La porte se referma, me coupant de cette scène pour à nouveau replonger avec cette peur ainsi que cette chose qui se désignait comme le Malin lui-même. En y regardant de plus près, je pouvais voir que, loin de s'agir de mes habits, il portait ceux de feu l'ancien prêtre de l'église, qui se trouvait dans une caisse destinée aux plus démunis. Même s'il ne devait s'en douter, tout cela me répugna, d'autant plus que son sourire faux tentait de me montrer une sorte de chaleur humaine.

Le démon se rapprocha, me faisant reculer vers l'arrière de la pièce et ce jusqu'à ce que je frôle le mur jouxtant mon lit.

"Ulrich alors..."

Sa seule voix me dit craindre le pire. Elle paraissait suave, presque langoureuse, à la limite de la luxure... Comment un homme pouvait il se comporter de cette manière envers un autre..? J'en oubliais les écrits de la Bible... Sodome et Gomorrhe ainsi que les références à ce péché immoral qu'était la passion des chairs sans procréation. Je ne connaissais rien à cela et ne voulais en aucun cas avoir à faire avec ces choses.

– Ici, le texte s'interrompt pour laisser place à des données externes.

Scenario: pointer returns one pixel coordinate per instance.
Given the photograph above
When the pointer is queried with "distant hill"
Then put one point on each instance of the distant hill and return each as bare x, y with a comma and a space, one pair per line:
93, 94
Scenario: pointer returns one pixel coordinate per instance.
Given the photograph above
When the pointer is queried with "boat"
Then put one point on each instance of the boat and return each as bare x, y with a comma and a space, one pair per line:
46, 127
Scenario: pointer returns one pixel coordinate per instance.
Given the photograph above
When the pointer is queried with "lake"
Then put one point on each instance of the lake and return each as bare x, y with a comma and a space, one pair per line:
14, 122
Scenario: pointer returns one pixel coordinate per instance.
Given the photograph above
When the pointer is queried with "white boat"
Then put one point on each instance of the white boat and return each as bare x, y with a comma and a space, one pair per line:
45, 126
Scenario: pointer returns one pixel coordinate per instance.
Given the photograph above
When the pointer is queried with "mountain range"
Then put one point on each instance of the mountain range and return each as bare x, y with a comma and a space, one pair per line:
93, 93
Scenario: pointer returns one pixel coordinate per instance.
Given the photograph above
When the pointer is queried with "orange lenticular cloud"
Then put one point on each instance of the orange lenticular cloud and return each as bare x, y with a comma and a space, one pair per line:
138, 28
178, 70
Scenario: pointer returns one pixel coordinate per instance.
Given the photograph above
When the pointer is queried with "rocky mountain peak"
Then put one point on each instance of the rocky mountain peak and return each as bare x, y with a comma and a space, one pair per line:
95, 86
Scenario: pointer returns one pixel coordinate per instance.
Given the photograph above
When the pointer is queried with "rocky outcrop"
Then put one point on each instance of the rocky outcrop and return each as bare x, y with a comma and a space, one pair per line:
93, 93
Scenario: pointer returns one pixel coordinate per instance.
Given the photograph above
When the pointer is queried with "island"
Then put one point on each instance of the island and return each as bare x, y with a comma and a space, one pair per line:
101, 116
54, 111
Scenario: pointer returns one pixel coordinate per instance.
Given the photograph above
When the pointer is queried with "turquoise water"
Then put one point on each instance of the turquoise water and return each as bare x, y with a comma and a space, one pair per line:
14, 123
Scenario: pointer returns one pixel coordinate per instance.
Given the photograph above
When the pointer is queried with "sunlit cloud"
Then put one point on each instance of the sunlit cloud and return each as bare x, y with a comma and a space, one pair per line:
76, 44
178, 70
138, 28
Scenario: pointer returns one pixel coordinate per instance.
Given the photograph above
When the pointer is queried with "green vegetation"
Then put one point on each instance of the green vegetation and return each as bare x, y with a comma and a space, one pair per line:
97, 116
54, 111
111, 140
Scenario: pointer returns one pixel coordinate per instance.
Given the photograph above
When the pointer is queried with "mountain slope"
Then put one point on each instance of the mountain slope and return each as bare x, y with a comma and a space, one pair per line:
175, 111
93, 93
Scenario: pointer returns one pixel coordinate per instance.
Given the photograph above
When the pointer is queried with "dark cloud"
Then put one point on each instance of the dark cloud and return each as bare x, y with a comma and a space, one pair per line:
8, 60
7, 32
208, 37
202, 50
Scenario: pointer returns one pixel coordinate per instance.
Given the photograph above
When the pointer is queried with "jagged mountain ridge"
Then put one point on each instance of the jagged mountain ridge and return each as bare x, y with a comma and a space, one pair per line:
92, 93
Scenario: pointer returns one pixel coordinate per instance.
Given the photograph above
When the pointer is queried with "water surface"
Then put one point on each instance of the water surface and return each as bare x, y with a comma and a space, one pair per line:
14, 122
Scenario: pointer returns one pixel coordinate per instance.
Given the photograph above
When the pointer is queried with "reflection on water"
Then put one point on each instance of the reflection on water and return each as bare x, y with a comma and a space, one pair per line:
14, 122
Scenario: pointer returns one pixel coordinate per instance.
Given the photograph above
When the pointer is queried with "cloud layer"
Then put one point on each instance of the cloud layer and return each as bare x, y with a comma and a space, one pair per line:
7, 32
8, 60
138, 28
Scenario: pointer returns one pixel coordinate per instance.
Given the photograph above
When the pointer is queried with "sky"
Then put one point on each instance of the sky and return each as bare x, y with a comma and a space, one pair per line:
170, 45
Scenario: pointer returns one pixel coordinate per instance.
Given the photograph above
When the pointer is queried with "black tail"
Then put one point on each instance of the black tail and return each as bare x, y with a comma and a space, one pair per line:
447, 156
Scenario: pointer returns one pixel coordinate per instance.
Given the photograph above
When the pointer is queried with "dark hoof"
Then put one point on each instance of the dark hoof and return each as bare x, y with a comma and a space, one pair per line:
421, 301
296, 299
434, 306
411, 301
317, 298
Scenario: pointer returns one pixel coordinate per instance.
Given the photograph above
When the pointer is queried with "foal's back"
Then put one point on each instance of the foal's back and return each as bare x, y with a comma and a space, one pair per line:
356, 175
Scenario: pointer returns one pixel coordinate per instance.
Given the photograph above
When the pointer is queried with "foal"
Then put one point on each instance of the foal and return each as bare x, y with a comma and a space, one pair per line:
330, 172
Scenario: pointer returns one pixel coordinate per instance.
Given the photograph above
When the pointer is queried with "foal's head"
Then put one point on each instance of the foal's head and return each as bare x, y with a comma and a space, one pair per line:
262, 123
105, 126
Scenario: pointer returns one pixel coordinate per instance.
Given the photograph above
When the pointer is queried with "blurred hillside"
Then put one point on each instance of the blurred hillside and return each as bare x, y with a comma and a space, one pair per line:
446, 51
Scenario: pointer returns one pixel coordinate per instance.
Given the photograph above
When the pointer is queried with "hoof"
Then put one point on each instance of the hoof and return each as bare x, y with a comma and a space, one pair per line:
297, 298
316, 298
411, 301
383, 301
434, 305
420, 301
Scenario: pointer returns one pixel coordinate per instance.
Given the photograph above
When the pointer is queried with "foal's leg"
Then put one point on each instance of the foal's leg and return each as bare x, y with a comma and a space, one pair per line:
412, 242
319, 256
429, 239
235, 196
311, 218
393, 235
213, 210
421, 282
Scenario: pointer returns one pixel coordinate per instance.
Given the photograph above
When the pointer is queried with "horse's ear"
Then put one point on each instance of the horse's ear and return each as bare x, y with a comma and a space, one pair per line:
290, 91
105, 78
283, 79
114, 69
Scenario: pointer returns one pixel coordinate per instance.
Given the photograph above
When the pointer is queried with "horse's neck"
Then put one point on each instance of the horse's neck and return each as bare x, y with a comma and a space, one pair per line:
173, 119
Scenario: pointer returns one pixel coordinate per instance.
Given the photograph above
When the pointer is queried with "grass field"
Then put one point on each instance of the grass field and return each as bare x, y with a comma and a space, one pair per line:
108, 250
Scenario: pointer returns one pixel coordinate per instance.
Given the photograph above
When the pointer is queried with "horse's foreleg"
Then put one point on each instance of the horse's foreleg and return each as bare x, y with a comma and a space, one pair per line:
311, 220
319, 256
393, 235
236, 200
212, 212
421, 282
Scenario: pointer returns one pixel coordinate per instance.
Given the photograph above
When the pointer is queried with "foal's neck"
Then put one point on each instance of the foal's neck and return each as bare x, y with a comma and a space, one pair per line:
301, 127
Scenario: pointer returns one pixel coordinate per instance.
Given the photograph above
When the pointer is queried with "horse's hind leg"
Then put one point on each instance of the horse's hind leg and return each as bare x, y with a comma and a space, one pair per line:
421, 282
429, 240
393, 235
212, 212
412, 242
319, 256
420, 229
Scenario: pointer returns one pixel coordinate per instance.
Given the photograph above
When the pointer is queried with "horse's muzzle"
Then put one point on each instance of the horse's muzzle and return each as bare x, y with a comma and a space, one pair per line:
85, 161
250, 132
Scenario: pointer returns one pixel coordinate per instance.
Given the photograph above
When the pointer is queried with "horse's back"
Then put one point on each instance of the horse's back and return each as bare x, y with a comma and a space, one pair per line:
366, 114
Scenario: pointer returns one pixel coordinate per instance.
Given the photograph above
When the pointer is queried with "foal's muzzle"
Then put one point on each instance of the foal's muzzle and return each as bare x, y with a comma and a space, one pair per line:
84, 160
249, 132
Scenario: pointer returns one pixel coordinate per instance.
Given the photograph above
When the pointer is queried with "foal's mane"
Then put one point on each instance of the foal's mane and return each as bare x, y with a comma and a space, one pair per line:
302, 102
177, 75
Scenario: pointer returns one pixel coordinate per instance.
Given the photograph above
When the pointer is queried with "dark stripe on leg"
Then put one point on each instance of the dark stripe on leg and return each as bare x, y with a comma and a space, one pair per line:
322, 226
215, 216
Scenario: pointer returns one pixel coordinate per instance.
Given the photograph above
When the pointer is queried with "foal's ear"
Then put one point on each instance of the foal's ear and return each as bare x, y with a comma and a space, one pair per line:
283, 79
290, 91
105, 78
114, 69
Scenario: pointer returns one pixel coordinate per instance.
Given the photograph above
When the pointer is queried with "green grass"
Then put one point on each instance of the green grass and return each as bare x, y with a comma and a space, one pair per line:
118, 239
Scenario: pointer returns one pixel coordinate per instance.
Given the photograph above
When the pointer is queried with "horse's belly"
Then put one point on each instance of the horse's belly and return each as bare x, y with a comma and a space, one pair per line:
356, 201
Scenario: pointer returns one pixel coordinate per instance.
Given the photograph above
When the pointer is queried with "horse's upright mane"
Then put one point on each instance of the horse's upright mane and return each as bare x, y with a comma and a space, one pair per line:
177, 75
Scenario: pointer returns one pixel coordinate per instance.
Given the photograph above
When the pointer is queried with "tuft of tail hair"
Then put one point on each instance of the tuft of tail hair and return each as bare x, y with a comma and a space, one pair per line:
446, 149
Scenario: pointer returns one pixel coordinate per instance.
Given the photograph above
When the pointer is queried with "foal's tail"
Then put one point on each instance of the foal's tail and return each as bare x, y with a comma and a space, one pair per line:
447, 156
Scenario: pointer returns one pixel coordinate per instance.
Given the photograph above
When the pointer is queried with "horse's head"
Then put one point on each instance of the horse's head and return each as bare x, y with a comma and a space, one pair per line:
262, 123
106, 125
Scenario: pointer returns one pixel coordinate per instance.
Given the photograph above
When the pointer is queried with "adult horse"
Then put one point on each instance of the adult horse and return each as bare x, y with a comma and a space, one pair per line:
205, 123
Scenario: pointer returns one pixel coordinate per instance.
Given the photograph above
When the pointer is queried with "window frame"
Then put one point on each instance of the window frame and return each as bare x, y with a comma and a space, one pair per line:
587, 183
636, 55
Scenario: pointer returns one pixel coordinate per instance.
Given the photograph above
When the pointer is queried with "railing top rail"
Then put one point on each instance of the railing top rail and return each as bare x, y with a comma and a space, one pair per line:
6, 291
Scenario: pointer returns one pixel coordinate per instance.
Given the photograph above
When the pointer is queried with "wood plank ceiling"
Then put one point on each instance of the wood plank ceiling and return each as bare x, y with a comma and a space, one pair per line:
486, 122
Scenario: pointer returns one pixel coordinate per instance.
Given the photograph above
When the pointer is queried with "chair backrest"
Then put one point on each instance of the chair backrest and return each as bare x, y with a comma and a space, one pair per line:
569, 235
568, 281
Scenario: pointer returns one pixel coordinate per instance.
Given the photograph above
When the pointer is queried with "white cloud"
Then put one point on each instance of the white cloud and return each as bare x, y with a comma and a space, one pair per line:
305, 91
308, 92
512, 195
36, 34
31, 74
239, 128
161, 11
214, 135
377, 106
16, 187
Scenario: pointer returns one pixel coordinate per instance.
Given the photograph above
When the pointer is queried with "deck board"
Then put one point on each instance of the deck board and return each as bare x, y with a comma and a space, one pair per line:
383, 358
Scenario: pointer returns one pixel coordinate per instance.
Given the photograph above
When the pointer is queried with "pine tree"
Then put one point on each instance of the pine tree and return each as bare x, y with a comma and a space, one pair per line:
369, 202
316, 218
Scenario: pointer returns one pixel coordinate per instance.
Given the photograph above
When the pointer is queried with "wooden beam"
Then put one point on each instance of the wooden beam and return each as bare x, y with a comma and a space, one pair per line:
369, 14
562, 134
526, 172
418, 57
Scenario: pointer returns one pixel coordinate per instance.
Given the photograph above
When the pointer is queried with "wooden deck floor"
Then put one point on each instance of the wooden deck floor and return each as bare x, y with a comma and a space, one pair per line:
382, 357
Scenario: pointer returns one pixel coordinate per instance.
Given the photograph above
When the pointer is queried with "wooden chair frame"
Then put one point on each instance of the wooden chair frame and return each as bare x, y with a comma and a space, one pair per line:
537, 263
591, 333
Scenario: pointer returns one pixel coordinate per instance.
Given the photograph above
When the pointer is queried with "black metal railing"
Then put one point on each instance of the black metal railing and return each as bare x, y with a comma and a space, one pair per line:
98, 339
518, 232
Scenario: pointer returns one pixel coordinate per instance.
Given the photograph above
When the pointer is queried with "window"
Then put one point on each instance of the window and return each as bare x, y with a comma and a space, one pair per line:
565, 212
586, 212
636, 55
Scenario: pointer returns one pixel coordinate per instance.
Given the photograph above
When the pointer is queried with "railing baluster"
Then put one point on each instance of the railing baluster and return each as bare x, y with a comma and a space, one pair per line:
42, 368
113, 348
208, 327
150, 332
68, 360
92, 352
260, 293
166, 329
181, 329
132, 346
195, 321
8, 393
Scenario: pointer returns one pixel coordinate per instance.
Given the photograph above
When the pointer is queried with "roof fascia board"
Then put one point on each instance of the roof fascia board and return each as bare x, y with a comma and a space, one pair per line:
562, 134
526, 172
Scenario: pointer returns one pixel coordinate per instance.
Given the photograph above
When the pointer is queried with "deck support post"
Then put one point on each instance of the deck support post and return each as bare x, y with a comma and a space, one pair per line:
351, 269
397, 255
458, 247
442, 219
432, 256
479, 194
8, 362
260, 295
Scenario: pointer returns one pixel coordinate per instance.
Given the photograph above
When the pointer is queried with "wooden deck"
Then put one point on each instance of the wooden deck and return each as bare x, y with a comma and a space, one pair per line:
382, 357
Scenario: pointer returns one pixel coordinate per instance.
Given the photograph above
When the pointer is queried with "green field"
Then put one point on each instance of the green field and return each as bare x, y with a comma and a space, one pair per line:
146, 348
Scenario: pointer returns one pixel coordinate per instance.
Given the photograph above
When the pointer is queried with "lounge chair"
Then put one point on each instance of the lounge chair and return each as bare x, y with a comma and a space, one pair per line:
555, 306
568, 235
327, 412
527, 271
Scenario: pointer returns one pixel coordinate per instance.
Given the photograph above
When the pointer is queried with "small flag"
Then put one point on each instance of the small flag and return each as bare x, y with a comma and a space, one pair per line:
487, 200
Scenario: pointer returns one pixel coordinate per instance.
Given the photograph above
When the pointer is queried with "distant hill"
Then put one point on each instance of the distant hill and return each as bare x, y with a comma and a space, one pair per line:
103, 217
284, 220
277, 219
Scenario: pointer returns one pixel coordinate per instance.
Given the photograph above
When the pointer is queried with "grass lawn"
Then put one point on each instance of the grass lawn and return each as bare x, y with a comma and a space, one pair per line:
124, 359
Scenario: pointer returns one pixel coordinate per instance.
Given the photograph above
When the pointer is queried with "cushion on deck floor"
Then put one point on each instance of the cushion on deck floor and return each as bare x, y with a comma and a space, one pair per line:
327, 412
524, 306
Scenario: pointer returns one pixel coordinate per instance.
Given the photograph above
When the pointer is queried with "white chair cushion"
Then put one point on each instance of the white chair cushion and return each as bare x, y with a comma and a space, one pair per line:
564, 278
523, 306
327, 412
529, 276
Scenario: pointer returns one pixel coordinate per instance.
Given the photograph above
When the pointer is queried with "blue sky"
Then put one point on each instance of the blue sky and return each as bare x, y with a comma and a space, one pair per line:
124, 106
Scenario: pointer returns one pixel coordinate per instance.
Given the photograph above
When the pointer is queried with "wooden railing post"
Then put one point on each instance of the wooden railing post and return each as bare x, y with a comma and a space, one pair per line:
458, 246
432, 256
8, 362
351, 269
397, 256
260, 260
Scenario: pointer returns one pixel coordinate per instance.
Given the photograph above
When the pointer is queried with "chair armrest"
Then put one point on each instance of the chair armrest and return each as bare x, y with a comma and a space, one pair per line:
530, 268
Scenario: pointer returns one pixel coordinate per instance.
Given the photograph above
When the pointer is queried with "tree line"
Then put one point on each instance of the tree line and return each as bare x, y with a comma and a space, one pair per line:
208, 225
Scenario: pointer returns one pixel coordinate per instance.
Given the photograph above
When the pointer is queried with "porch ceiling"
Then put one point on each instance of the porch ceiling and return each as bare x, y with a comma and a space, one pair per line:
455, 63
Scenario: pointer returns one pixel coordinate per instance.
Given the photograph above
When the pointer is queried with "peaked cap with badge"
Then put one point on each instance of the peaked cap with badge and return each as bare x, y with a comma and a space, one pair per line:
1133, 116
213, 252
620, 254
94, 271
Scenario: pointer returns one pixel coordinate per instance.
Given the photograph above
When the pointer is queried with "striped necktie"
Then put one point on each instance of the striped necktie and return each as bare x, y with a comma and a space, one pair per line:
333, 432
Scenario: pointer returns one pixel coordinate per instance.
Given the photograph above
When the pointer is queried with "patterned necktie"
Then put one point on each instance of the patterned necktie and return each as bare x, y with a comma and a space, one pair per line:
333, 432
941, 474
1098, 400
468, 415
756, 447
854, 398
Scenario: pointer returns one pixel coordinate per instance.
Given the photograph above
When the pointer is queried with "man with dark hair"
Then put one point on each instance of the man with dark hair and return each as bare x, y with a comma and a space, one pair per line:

À ce moment, j'hésitais à le provoquer. Cela aurait été le plus logique, me direz-vous mais jamais je ne me l'étais et me le serai permis. Céder à la colère ne me ramènerait qu'aux Enfers, le jour de ma mort. Tentant de garder ainsi mon calme, j'apaisis mes quelques tremblements et me redressa pour faire en sorte de totalement le fondre parmi les meubles, comme si rien ne s'était passé entre nous. Puis, comptant prier pour ce pauvre homme mort sans la moindre extrême onction, je me rendis dans la chapelle, sentant toutefois l'Autre me suivre jusqu'à la porte.

Revoir le vitrail de St Georges et ressentir sa présence me bloqua à nouveau. Rien ne pouvait l'empêcher de m'attaquer... Toutefois, il se posa à ma droite et plia un genou tout en continuant à regarder mon visage.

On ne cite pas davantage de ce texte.